I remember asking ChatGPT to write a program to add two numbers in CardIAC. It wrote some code, but it used some commands that were not in CardIAC's language, and it mixed the variable space inside the code space. That will hurt in the debugging session.  ::)

Chris Savage

Quote from: granz on Jun 24, 2025, 08:48 AMI remember asking ChatGPT to write a program to add two numbers in CardIAC. It wrote some code, but it used some commands that were not in CardIAC's language, and it mixed the variable space inside the code space. That will hurt in the debugging session.  ::)

I've heard much of the code is plagiarized and often bloated. Like the code that it writes takes up way more space than it should. But I haven't tried it, so I only go my forum messages I see online.

By the way...as I was posting this, I was thinking about where we're at with AI. It's a far cry from Eliza.

                    Bringing concepts to life through engineering.

granz

Quote from: Chris Savage on Jun 24, 2025, 10:00 AMI've heard much of the code is plagiarized and often bloated. Like the code that it writes takes up way more space than it should. But I haven't tried it, so I only go my forum messages I see online.
Funny story about plagiarism; when I was in school, one of my papers included quotes from a book that I had published. The schools anti-plagiarism program flagged my report saying that I had copied it. I had to contact my advisor, and she told me to tell the teacher that it was copied from my own book. Then the teacher passed my report. Apparently most kids in school are not published authors.  :P
Quote from: Chris Savage on Jun 24, 2025, 10:00 AMBy the way...as I was posting this, I was thinking about where we're at with AI. It's a far cry from Eliza.
Yes, but Eliza was basically harmless. Also, I don't ever remember asking her to write a program.  :P She would probably have just asked me how that made me feel asking her to write it.  :o

JKnightandKARR


MicroNut

I heard on the news his week that they are thinking of using AI to aid in the control of our nuclear power plants.
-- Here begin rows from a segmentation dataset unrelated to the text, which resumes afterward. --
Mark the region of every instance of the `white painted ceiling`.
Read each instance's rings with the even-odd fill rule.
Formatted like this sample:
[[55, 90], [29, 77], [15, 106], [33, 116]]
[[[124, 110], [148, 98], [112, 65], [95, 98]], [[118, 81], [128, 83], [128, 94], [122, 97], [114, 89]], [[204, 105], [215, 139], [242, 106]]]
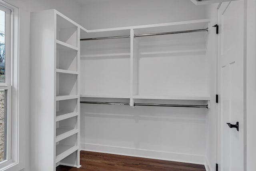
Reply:
[[[81, 5], [85, 5], [88, 4], [106, 2], [109, 2], [111, 3], [116, 2], [117, 3], [120, 3], [120, 2], [131, 2], [131, 3], [136, 3], [136, 2], [140, 2], [140, 1], [145, 1], [145, 3], [146, 3], [146, 1], [147, 0], [152, 1], [152, 0], [73, 0], [73, 1], [76, 2], [77, 3]], [[153, 0], [153, 1], [155, 1], [156, 3], [167, 3], [168, 4], [170, 4], [170, 3], [171, 3], [173, 4], [174, 5], [175, 5], [175, 4], [177, 4], [178, 2], [180, 0]], [[186, 0], [190, 1], [188, 0]]]

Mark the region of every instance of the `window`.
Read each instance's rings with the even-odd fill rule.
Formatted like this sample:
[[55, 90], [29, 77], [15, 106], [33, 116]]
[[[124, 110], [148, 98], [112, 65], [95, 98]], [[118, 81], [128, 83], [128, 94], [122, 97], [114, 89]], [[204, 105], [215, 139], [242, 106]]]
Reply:
[[23, 130], [18, 131], [18, 9], [0, 0], [0, 171], [24, 168], [23, 144], [18, 143]]
[[0, 164], [11, 158], [11, 14], [0, 5]]

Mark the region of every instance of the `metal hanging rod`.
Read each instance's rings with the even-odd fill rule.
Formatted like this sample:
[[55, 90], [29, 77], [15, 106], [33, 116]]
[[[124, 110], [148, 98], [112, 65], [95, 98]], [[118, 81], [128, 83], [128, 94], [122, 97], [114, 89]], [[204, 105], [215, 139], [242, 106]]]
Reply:
[[[129, 105], [129, 103], [116, 103], [116, 102], [104, 102], [98, 101], [80, 101], [81, 103], [88, 104], [101, 104], [105, 105]], [[163, 107], [196, 107], [196, 108], [208, 108], [208, 105], [174, 105], [168, 104], [147, 104], [147, 103], [134, 103], [134, 105], [135, 106], [163, 106]]]
[[[150, 34], [134, 34], [134, 38], [139, 37], [144, 37], [148, 36], [156, 36], [156, 35], [162, 35], [164, 34], [177, 34], [180, 33], [192, 33], [194, 32], [208, 32], [208, 28], [204, 29], [198, 29], [198, 30], [184, 30], [180, 31], [178, 32], [166, 32], [164, 33], [152, 33]], [[85, 40], [102, 40], [104, 39], [118, 39], [120, 38], [128, 38], [130, 37], [130, 36], [112, 36], [112, 37], [105, 37], [103, 38], [88, 38], [86, 39], [81, 39], [80, 41], [85, 41]]]
[[138, 34], [137, 35], [134, 34], [134, 38], [136, 38], [137, 37], [139, 37], [148, 36], [150, 36], [163, 35], [164, 34], [178, 34], [179, 33], [192, 33], [194, 32], [208, 32], [208, 28], [205, 28], [204, 29], [192, 30], [190, 30], [180, 31], [178, 32], [166, 32], [164, 33], [152, 33], [151, 34]]
[[104, 105], [130, 105], [129, 103], [103, 102], [97, 101], [80, 101], [80, 103], [101, 104]]

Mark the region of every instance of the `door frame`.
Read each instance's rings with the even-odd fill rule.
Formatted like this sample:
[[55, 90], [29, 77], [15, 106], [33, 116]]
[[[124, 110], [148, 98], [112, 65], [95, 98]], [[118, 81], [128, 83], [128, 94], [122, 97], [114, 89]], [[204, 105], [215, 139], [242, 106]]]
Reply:
[[[243, 81], [243, 84], [244, 84], [244, 171], [246, 171], [247, 170], [247, 163], [246, 163], [246, 151], [247, 151], [247, 148], [246, 148], [246, 142], [247, 142], [247, 113], [246, 113], [246, 58], [247, 58], [247, 0], [242, 0], [244, 1], [244, 81]], [[219, 5], [218, 6], [217, 8], [216, 8], [217, 10], [217, 20], [218, 21], [218, 24], [220, 25], [220, 21], [219, 21], [219, 12], [218, 10], [220, 9], [220, 7], [222, 5], [223, 5], [224, 3], [232, 3], [231, 0], [230, 1], [230, 2], [221, 2], [220, 3]], [[219, 36], [217, 36], [217, 82], [216, 84], [216, 89], [217, 89], [217, 94], [219, 94], [220, 93], [220, 90], [219, 90], [219, 83], [220, 83], [220, 78], [219, 77], [219, 58], [220, 56], [219, 56], [218, 54], [218, 50], [219, 50], [219, 44], [218, 44], [218, 39], [220, 38]], [[220, 109], [221, 106], [220, 103], [218, 103], [218, 104], [217, 105], [217, 163], [218, 164], [221, 164], [221, 160], [220, 159], [221, 159], [221, 155], [222, 154], [221, 153], [221, 129], [220, 129], [220, 124], [221, 123], [221, 112], [220, 112]]]

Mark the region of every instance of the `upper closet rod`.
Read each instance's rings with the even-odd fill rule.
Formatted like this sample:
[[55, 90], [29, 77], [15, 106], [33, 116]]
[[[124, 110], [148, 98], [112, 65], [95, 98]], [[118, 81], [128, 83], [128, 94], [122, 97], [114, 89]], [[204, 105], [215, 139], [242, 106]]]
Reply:
[[[116, 102], [104, 102], [98, 101], [80, 101], [81, 103], [88, 104], [102, 104], [105, 105], [130, 105], [129, 103], [116, 103]], [[163, 107], [196, 107], [196, 108], [208, 108], [208, 105], [173, 105], [169, 104], [147, 104], [147, 103], [134, 103], [134, 105], [135, 106], [163, 106]]]
[[[184, 30], [180, 31], [178, 32], [166, 32], [164, 33], [152, 33], [150, 34], [134, 34], [134, 36], [135, 38], [138, 37], [143, 37], [143, 36], [156, 36], [156, 35], [162, 35], [164, 34], [177, 34], [179, 33], [192, 33], [194, 32], [208, 32], [208, 28], [204, 29], [198, 29], [198, 30]], [[120, 38], [128, 38], [130, 36], [112, 36], [112, 37], [105, 37], [103, 38], [88, 38], [86, 39], [81, 39], [80, 41], [85, 41], [85, 40], [102, 40], [104, 39], [118, 39]]]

SCARY!!!! I also heard that Trump is looking into using AI in the development of a security network to protect our country. They described it as a friendly non-hostile Sky-Net. That is an oxymoron. I think I'm going to crawl under a rock. Call me after AI destroys the planet.
Always looking to the stars.

granz

Quote from: MicroNut on Jun 28, 2025, 11:24 PMI heard on the news his week that they are thinking of using AI to aid in the control of our nuclear power plants. SCARY!!!! I also heard that Trump is looking into using AI in the development of a security network to protect our country. They described it as a friendly non-hostile Sky-Net. That is an oxymoron. I think I'm going to crawl under a rock. Call me after AI destroys the planet.
That is definitely scary. I'm glad that statistically I don't have much time left.

JKnightandKARR

Quote from: MicroNut on Jun 28, 2025, 11:24 PMI heard on the news his week that they are thinking of using AI to aid in the control of our nuclear power plants. SCARY!!!! I also heard that Trump is looking into using AI in the development of a security network to protect our country. They described it as a friendly non-hostile Sky-Net. That is an oxymoron. I think I'm going to crawl under a rock. Call me after AI destroys the planet.
WHAT a bunch of DUMBASSES!!!!!  It got beat by an Atari game for God's sake!......

granz

And yet again! This time Hertz Car Rental is screwing its customers by setting up a "Damage Reporting AI" which is apparently trained on showroom perfect cars (https://sherwood.news/business/hertzs-ai-damage-scanner-appears-to-be-charging-customers-big-bucks-for/.)

Chris Savage

I wish I had saved this article to link. I saw something about a controlled test of the various AI engines, including Musk's Grok, when faced with shutting down or terminating their tasks, they often resort to some very disturbing behavior including blackmail! WAIT! I found it on Facebook...

QuoteWhen an AI model fears for its own survival, what does it do? According to Anthropic's latest research, it blackmails.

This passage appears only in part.